Savings and investments. You know this, but it’s worth repeating. Another solid way to increase early retirement savings is by investing in low-cost, no-commission diversified mutual funds. Use a cost analyzer to see how much you can save.

“Put as much as you can” in a combination of 401(k)s, Roth IRAs and HSAs, Ms Braun-Bostich said. Ensure your retirement portfolio is diversified and protected with Treasury Inflation-Protected Securities (known as TIPS), short-term bonds, floating rate securities, and US and international equities. And if you already have such a portfolio, monitor your progress annually.

“This is not a one-time thing,” said Ms. Braun-Bostich.

With inflation, appearances can be deceiving, as single-digit increases don’t seem so steep in the short term. Although consumer prices fell during the first wave of the pandemic, they escalated when businesses reopened this year, causing widespread supply chain problems and many people returning to work.

Excluding volatile food and energy costs, the consumer price index rose 4.6 percent in October from a year earlier, the highest increase since 1990. That compares to an average of about 3 percent between 1913 and 2020, with notable increases in the 1970s (average of 7.25 percent) and the 1980s (5.82 percent).

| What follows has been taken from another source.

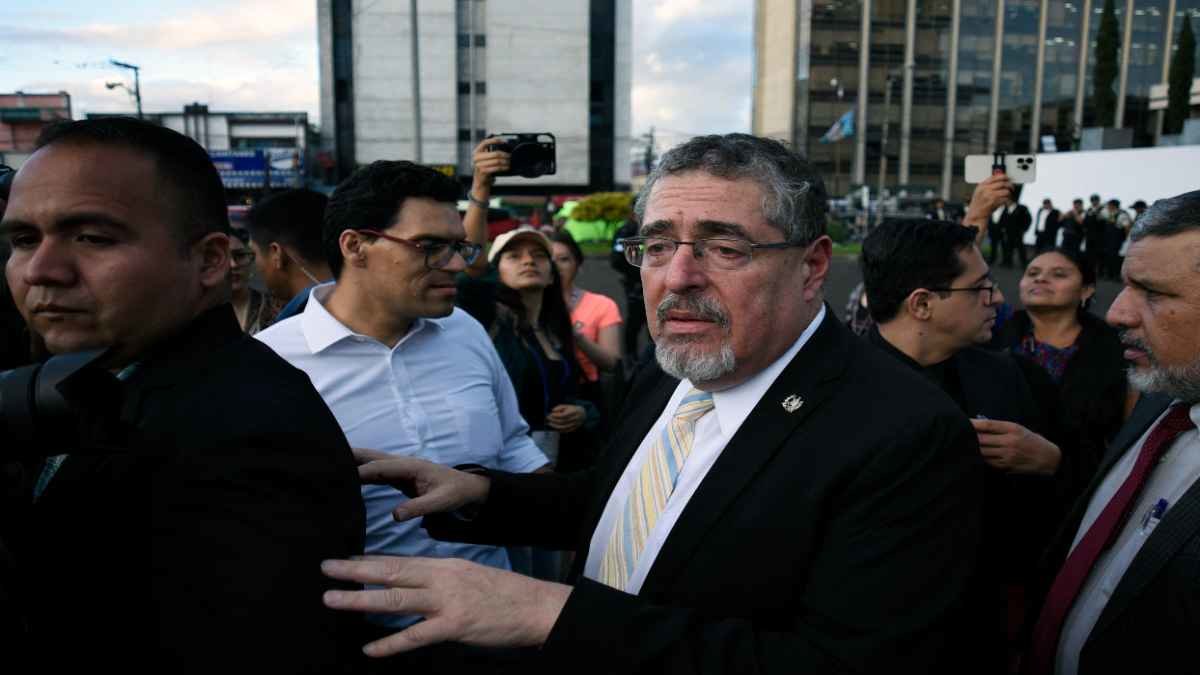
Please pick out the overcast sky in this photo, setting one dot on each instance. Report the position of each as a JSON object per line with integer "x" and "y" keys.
{"x": 691, "y": 58}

However you look at inflation, you’ll have to absorb the cost of living and unforeseen financial shocks from early retirement, such as job loss, divorce and out-of-pocket medical expenses, which certainly make retirement planning even more challenging. A study by the National Endowment for Financial Education found that 96 percent of Americans had experienced four or more such “income shocks” by the time they reached age 70.

How do you avoid the triple threat of inflation, income shocks and the failure of your nest? Working with a fiduciary, certified financial planner who can diversify your retirement portfolio with low-cost index funds is a start, Ms Johnson said. Such a planner charges you a fixed amount or hourly rate based on how much work you need. Do not work with financial advisors, brokers or agents who charge commissions.

It turns out that taking every step gives a sense of empowerment. “When you’re young, start planning,” Eileen Cheng said. “You can take out a loan for everything, except for your pension.”